Today marks a stark reminder of yet another collective failure of the international community in stopping the destruction of a people.

Eighteen years ago today during a five day massacre, over 8,000 Bosnian Muslims were slaughtered in Srebrenica.

Under General Ratko Mladic, the Serbian Army had entered what was declared a safe zone and swore revenge:

"Today, on the 11th of July 1995, we are here in the Serbian town Srebrenica on the eve of a glorious day. We present this town as a gift to Serbian people. Finally, after the riots it’s time to take our revenge on the Turks in these lands."

Twelve years later, in 2007, the International Court of Justice held that the massacres of Srebrenica was a genocide, yet also decided that Serbia could not be held responsible. Even the Serbian leader Slobodan Milosevic, who is arguably mostly responsible for the incidents in Bosnian War, stayed in power until 2001. However, the albeit delayed, capture of war criminal Ratko Mladic, being tried for not only the atrocities of killing civilians, but mass extermination, sexual assault and systematic rape, torture and ill-treatment, murder, creating terror, and hostage taking resulted in some respite for the victims families.

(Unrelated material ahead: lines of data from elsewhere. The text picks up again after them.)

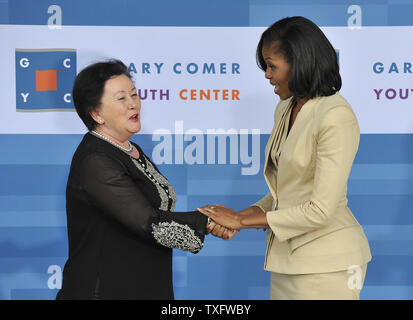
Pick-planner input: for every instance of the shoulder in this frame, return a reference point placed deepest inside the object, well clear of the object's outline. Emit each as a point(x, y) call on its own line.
point(281, 106)
point(328, 103)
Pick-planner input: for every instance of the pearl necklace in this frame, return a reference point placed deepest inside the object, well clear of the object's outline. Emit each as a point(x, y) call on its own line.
point(112, 142)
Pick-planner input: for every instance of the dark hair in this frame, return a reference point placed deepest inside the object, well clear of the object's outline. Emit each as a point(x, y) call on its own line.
point(89, 85)
point(313, 60)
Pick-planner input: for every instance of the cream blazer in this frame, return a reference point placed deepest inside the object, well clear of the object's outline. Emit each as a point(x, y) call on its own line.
point(312, 230)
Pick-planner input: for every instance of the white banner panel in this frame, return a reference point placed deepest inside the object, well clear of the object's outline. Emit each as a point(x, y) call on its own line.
point(206, 77)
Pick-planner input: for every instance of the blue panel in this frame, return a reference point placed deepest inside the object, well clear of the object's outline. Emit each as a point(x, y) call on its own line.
point(4, 12)
point(33, 242)
point(390, 271)
point(385, 148)
point(134, 13)
point(382, 209)
point(401, 15)
point(33, 294)
point(29, 265)
point(33, 180)
point(32, 203)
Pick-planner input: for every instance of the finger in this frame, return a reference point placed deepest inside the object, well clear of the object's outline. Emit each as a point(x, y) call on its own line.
point(217, 232)
point(211, 227)
point(204, 211)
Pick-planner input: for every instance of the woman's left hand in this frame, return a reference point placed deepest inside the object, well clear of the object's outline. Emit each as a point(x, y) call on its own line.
point(222, 215)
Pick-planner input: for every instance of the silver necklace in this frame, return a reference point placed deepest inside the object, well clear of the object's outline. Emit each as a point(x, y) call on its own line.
point(112, 142)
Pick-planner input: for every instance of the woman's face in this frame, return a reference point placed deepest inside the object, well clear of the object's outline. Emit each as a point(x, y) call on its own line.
point(119, 113)
point(277, 71)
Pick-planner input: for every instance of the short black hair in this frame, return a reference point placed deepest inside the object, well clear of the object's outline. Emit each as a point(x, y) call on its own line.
point(89, 85)
point(313, 60)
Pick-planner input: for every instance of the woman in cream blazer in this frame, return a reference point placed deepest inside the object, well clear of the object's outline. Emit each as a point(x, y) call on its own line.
point(316, 249)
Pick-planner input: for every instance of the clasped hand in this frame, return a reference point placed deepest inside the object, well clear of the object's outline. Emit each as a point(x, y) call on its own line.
point(225, 222)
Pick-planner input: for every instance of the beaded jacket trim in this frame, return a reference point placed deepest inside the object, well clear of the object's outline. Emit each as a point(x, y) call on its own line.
point(178, 236)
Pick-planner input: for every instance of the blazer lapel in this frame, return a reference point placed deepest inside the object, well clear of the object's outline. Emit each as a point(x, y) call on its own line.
point(274, 144)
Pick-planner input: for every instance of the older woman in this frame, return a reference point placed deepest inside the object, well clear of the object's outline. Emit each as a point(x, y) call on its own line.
point(316, 249)
point(120, 222)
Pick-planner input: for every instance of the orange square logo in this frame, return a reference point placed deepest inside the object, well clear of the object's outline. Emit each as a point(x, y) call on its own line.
point(46, 80)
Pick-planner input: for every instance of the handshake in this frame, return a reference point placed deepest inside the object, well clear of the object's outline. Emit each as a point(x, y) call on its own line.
point(223, 221)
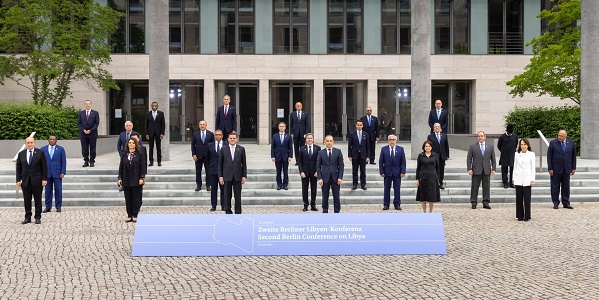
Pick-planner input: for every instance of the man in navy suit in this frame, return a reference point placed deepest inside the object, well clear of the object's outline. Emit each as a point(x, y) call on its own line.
point(371, 126)
point(88, 121)
point(232, 172)
point(56, 162)
point(358, 151)
point(392, 167)
point(298, 128)
point(329, 166)
point(155, 126)
point(212, 155)
point(306, 162)
point(32, 176)
point(438, 115)
point(226, 118)
point(441, 147)
point(561, 163)
point(281, 153)
point(199, 147)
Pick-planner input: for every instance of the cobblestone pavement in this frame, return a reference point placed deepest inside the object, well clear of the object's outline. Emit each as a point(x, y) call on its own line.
point(85, 253)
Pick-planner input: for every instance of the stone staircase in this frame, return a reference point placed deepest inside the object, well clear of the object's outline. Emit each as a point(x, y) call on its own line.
point(168, 187)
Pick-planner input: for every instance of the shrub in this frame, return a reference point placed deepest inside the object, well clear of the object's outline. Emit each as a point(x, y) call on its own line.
point(550, 120)
point(18, 120)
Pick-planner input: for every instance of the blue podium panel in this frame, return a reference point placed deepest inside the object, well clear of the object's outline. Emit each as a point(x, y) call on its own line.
point(288, 234)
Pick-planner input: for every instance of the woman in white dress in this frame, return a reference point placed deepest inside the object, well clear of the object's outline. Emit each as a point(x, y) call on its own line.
point(524, 179)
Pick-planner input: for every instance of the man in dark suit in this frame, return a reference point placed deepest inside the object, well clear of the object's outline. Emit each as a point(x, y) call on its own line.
point(199, 147)
point(226, 117)
point(507, 144)
point(298, 127)
point(329, 166)
point(358, 150)
point(88, 121)
point(561, 163)
point(32, 176)
point(392, 167)
point(56, 162)
point(480, 163)
point(232, 172)
point(371, 126)
point(281, 153)
point(155, 126)
point(441, 147)
point(438, 115)
point(212, 154)
point(306, 162)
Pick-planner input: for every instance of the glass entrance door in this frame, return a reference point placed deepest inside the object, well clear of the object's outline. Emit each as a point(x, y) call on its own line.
point(344, 104)
point(244, 97)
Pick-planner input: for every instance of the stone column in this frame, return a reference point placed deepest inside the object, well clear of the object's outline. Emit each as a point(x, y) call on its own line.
point(421, 73)
point(159, 67)
point(589, 63)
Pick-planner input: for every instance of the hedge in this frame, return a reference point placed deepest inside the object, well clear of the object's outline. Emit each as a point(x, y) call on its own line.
point(18, 120)
point(550, 120)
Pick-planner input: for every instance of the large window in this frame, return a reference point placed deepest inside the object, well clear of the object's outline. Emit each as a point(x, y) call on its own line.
point(290, 26)
point(236, 32)
point(396, 14)
point(184, 26)
point(506, 27)
point(452, 26)
point(130, 35)
point(345, 27)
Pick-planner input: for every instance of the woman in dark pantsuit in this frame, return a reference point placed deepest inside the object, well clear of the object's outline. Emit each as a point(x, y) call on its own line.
point(132, 170)
point(427, 177)
point(524, 179)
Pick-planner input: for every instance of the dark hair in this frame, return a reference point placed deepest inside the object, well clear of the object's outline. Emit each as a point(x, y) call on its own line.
point(527, 144)
point(427, 142)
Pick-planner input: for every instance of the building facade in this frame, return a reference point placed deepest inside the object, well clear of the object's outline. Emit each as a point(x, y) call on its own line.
point(335, 56)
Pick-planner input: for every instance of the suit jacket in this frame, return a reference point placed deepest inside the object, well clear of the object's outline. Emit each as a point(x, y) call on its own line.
point(122, 142)
point(58, 163)
point(228, 123)
point(358, 149)
point(392, 167)
point(197, 147)
point(443, 120)
point(281, 151)
point(479, 164)
point(298, 127)
point(88, 123)
point(230, 169)
point(373, 129)
point(442, 149)
point(32, 174)
point(212, 156)
point(304, 162)
point(130, 171)
point(155, 127)
point(524, 168)
point(558, 161)
point(330, 167)
point(507, 145)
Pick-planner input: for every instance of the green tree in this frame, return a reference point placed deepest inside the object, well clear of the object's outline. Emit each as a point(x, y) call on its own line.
point(555, 67)
point(48, 44)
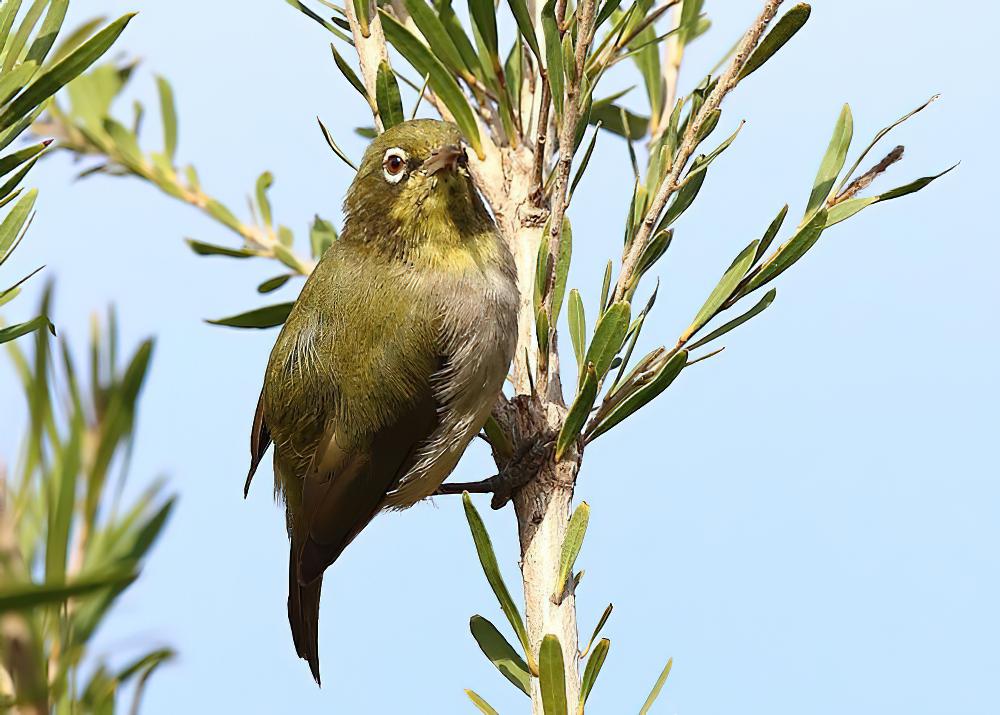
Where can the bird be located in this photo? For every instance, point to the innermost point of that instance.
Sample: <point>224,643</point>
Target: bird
<point>391,358</point>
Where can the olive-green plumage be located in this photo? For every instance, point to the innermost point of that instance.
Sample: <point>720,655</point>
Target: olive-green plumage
<point>391,358</point>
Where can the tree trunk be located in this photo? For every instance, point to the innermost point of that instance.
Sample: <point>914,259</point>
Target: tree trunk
<point>543,506</point>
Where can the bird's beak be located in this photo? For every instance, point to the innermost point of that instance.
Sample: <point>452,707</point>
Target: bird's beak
<point>450,156</point>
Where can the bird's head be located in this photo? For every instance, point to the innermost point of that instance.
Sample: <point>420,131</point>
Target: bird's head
<point>414,185</point>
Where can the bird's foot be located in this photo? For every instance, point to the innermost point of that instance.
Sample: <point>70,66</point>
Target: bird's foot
<point>520,470</point>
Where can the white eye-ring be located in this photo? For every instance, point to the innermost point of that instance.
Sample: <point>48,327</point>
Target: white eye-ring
<point>394,164</point>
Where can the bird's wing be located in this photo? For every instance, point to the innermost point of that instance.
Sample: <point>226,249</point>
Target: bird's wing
<point>348,400</point>
<point>339,499</point>
<point>260,440</point>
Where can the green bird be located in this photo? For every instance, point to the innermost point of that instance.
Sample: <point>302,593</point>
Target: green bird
<point>391,358</point>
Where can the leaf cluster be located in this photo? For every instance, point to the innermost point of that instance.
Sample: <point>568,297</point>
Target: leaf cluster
<point>70,547</point>
<point>32,69</point>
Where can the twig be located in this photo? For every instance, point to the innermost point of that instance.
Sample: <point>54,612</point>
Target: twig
<point>567,133</point>
<point>864,181</point>
<point>726,83</point>
<point>371,51</point>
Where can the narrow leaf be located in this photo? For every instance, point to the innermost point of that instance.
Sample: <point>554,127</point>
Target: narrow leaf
<point>642,396</point>
<point>573,541</point>
<point>484,707</point>
<point>390,106</point>
<point>168,113</point>
<point>723,290</point>
<point>761,305</point>
<point>833,161</point>
<point>784,29</point>
<point>576,418</point>
<point>488,560</point>
<point>441,81</point>
<point>267,317</point>
<point>552,677</point>
<point>496,648</point>
<point>62,72</point>
<point>577,326</point>
<point>790,252</point>
<point>609,334</point>
<point>522,16</point>
<point>655,692</point>
<point>553,54</point>
<point>594,664</point>
<point>845,209</point>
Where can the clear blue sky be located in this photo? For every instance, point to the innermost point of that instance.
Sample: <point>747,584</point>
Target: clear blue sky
<point>807,523</point>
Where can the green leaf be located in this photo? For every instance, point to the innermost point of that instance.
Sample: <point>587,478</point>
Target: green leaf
<point>362,12</point>
<point>576,418</point>
<point>553,55</point>
<point>761,305</point>
<point>723,290</point>
<point>577,327</point>
<point>880,135</point>
<point>483,14</point>
<point>655,692</point>
<point>433,30</point>
<point>267,317</point>
<point>13,82</point>
<point>503,449</point>
<point>223,215</point>
<point>20,39</point>
<point>15,159</point>
<point>609,334</point>
<point>561,268</point>
<point>495,647</point>
<point>456,32</point>
<point>13,332</point>
<point>273,284</point>
<point>605,286</point>
<point>321,21</point>
<point>610,116</point>
<point>488,560</point>
<point>593,668</point>
<point>349,74</point>
<point>125,142</point>
<point>390,106</point>
<point>597,629</point>
<point>833,162</point>
<point>585,161</point>
<point>845,209</point>
<point>60,510</point>
<point>334,147</point>
<point>168,114</point>
<point>790,252</point>
<point>484,707</point>
<point>643,395</point>
<point>784,29</point>
<point>322,234</point>
<point>685,196</point>
<point>771,233</point>
<point>14,221</point>
<point>22,597</point>
<point>575,531</point>
<point>552,677</point>
<point>62,72</point>
<point>522,16</point>
<point>264,182</point>
<point>441,80</point>
<point>209,249</point>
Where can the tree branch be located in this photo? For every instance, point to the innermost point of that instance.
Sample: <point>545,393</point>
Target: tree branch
<point>726,83</point>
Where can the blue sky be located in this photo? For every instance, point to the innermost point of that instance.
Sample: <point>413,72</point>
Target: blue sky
<point>807,523</point>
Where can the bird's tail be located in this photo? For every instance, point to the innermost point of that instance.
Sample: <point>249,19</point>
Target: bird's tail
<point>303,615</point>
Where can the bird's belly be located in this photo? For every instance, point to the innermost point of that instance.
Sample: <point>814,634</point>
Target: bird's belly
<point>479,346</point>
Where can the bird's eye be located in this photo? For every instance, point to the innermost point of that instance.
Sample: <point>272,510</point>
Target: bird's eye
<point>394,165</point>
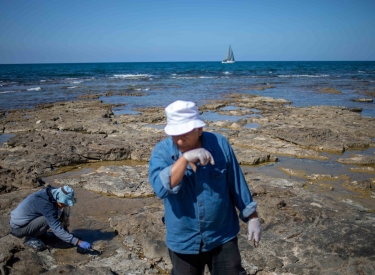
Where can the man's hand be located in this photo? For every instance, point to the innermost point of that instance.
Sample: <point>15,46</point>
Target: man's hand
<point>200,154</point>
<point>84,245</point>
<point>254,229</point>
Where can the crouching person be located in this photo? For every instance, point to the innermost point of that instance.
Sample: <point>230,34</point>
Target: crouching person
<point>39,212</point>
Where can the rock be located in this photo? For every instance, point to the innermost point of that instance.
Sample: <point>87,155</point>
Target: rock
<point>363,100</point>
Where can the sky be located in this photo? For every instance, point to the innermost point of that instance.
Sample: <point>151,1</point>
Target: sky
<point>51,31</point>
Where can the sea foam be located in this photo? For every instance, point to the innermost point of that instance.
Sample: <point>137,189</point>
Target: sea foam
<point>35,89</point>
<point>131,76</point>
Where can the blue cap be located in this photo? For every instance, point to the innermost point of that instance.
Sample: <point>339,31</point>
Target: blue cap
<point>64,195</point>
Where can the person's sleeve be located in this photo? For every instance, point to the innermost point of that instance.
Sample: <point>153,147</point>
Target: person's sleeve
<point>160,173</point>
<point>238,187</point>
<point>54,223</point>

During the Bosnian War, the Srebrenica massacre and even afterwards, there was a distinct failure to ensure the accountability of those responsible for the genocide.

As history continues to remark, "We must not forget" and "Never again", it seems that the international community continue to fail to intervene to protect innocent lives. Further, so many are still even afraid to use the 'G' word, despite clear definitions beings set out in international law and in the very real and horrific tragedies of the 20th and 21st century.

December 9th 1948, the United Nations adopted the Convention on the Prevention and Punishment of the Crime of Genocide. Despite it being heralded as the first distinct milestone on the road to international protection of human rights, how many crimes against a people have we witnessed, and why?

As in Srebrenica, the soft and impotent interventions of the international governments and the UN have lead to to the Rohingya in Arakan, Myanmar spending yet another Ramadan without food, water, shelter or medical aid, marking a year since the outbreak of conflict and subsequent reign of terror from June 2012.

Under the definitions of the CPPCG, a genocide against the Rohingya of Myanmar is continuing to be allowed to happen.

A shocking move to ease EU and US sanctions on Myanmar combined with the awarding of Myanmar’s President Thein Sein with a Peace Award and his apparently welcome visit to Britain and France this weekend begs us to ask if we have really learnt anything from Srebrenica at all.

The UN initiative of Responsibility to Protect maintains that a state has a responsibility to protect its population from genocide, war crimes, crimes against humanity, and ethnic cleansing and furthermore the international community has a responsibility to assist the state to fulfil its primary responsibility. The third pillar of R2P maintains that where peaceful measure have failed, the international community has the responsibility to intervene through coercive measures such as economic sanctions.

Yet, if anything, the past few months have been counteractive to all of this.

Despite the steps taken to prevent international crimes, political and economic agendas will continue to take precedence.